Like other NSAIDs, piroxicam has anti-inflammatory,
analgesic and antipyretic activity. It is less commonly used as a classic
NSAID for pain relief because there are other drugs with fewer side effects.
Piroxicam is used within a variety of protocols for the treatment of TCC, squamous cell carcinoma (oral and cutaneous), hemangiosarcoma, prostatic carcinoma and some rectal neoplasms. Many protocols combine piroxicam with a chemotherapeutic drug such as cisplatin or mitoxantrone. In one study of dogs with TCC of the bladder, 35.4 percent had a measurable response to combined chemotherapy and piroxicam, while 75 percent showed subjective improvement. Mean survival time (MST) for dogs with TCC treated with the combination of piroxicam and mitoxantrone was just under a year. Radiation therapy may be added to piroxicam and mitoxantrone protocols for TCC.
Piroxicam is thought to have a positive effect on survival time for prostatic carcinoma (MST=6.9 months). Treatment of oral squamous cell carcinoma with cisplatin and piroxicam resulted in a 56 percent response rate and a MST of almost eight months. There are additional concerns regarding renal toxicity with the drug combination of cisplatin and piroxicam (as high as 86 percent in one study). The use of piroxicam suppositories for palliative treatment of rectal cancer in dogs is well accepted for the improvement of quality of life. Piroxicam does not appear to confer additional benefits when combined with doxorubicin for the treatment of lymphoma.
Piroxicam is used in cats as an adjunctive therapy for the treatment of TCC of the bladder and oral squamous cell carcinoma. The half life of piroxicam in the cat is 12 to 13 hours which is shorter than the 37 to 40-hour half life in dogs.

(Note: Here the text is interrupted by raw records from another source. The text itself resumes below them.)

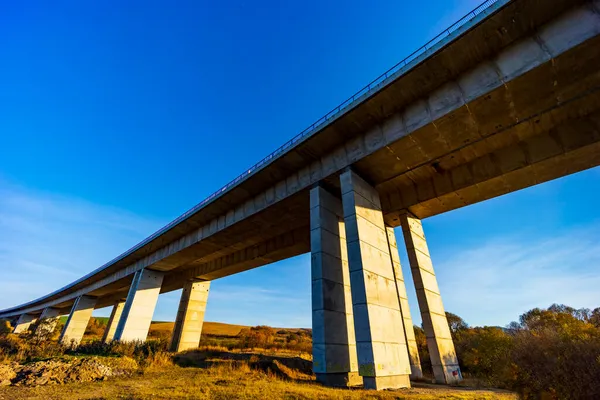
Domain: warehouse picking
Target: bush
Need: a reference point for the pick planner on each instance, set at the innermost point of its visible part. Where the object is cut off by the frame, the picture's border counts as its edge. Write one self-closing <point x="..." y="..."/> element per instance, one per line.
<point x="550" y="353"/>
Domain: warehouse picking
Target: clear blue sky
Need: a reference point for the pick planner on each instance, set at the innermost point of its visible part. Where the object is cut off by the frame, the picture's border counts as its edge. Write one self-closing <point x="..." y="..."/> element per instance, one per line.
<point x="117" y="116"/>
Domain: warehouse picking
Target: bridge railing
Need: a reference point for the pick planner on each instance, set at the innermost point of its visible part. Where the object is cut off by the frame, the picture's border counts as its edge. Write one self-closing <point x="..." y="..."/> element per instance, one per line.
<point x="366" y="91"/>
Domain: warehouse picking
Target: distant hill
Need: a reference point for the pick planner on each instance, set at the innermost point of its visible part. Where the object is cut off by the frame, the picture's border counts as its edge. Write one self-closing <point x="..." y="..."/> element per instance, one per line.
<point x="208" y="328"/>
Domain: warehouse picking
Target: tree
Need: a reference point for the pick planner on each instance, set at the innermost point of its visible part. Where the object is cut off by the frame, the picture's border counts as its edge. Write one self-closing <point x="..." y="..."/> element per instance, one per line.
<point x="456" y="323"/>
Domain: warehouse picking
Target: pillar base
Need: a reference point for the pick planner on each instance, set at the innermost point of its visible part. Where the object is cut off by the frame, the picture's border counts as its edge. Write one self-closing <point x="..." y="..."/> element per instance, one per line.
<point x="447" y="374"/>
<point x="342" y="379"/>
<point x="386" y="382"/>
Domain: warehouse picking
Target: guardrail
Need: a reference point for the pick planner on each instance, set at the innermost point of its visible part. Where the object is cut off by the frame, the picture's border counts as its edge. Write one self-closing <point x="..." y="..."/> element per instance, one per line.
<point x="368" y="90"/>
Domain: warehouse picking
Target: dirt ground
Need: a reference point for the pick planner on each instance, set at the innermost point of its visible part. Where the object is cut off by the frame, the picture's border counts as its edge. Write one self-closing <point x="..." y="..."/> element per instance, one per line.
<point x="227" y="380"/>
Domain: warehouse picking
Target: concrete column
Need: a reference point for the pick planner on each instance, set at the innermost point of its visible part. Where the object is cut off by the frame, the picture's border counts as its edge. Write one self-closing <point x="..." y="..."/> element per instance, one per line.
<point x="190" y="316"/>
<point x="78" y="320"/>
<point x="409" y="330"/>
<point x="334" y="344"/>
<point x="439" y="340"/>
<point x="382" y="351"/>
<point x="113" y="321"/>
<point x="23" y="323"/>
<point x="139" y="306"/>
<point x="47" y="322"/>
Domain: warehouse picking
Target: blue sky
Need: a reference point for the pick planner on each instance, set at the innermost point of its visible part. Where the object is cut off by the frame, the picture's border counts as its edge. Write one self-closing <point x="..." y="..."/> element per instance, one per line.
<point x="116" y="117"/>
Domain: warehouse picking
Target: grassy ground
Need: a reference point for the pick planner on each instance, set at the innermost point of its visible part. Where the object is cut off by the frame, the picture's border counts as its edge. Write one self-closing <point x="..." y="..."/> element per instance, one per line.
<point x="227" y="381"/>
<point x="208" y="328"/>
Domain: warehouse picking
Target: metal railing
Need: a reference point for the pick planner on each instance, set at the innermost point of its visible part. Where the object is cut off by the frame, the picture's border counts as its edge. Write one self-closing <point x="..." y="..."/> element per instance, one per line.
<point x="365" y="92"/>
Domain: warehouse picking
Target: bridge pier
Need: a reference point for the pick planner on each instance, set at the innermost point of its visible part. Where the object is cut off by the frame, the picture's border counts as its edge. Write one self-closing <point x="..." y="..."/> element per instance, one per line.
<point x="190" y="316"/>
<point x="139" y="307"/>
<point x="409" y="329"/>
<point x="78" y="320"/>
<point x="439" y="340"/>
<point x="381" y="343"/>
<point x="335" y="361"/>
<point x="47" y="322"/>
<point x="23" y="323"/>
<point x="113" y="321"/>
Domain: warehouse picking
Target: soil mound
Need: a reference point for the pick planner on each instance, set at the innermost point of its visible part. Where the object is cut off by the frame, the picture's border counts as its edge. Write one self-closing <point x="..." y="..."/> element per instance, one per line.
<point x="61" y="371"/>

Piroxicam is well-absorbed orally and the absorption
is not affected by the presence of antacids. It should be given with food
to decrease the likelihood of GI ulceration. Piroxicam is primarily excreted
in the urine and only about 1 percent of the plasma level is found in
milk. Piroxicam may be combined with opioid analgesic drugs for the management
of pain in cancer patients. NSAIDs provide synergistic pain relief with
opioid analgesics allowing for a lower dose which may minimize the sedating
side effects.
• Side effects may include gastrointestinal irritation
and ulceration and nephrotoxicity.
• Piroxicam has a narrow margin of safety due to
GI and renal side effects. Piroxicam should not be used in dehydrated
animals, and fluid supplementation may be warranted.
• Based on studies in humans, it should be used with additional caution
in dogs with decreased cardiac function.
• Animals taking piroxicam for extended periods should be monitored
for GI bleeding, and be followed for renal and liver function.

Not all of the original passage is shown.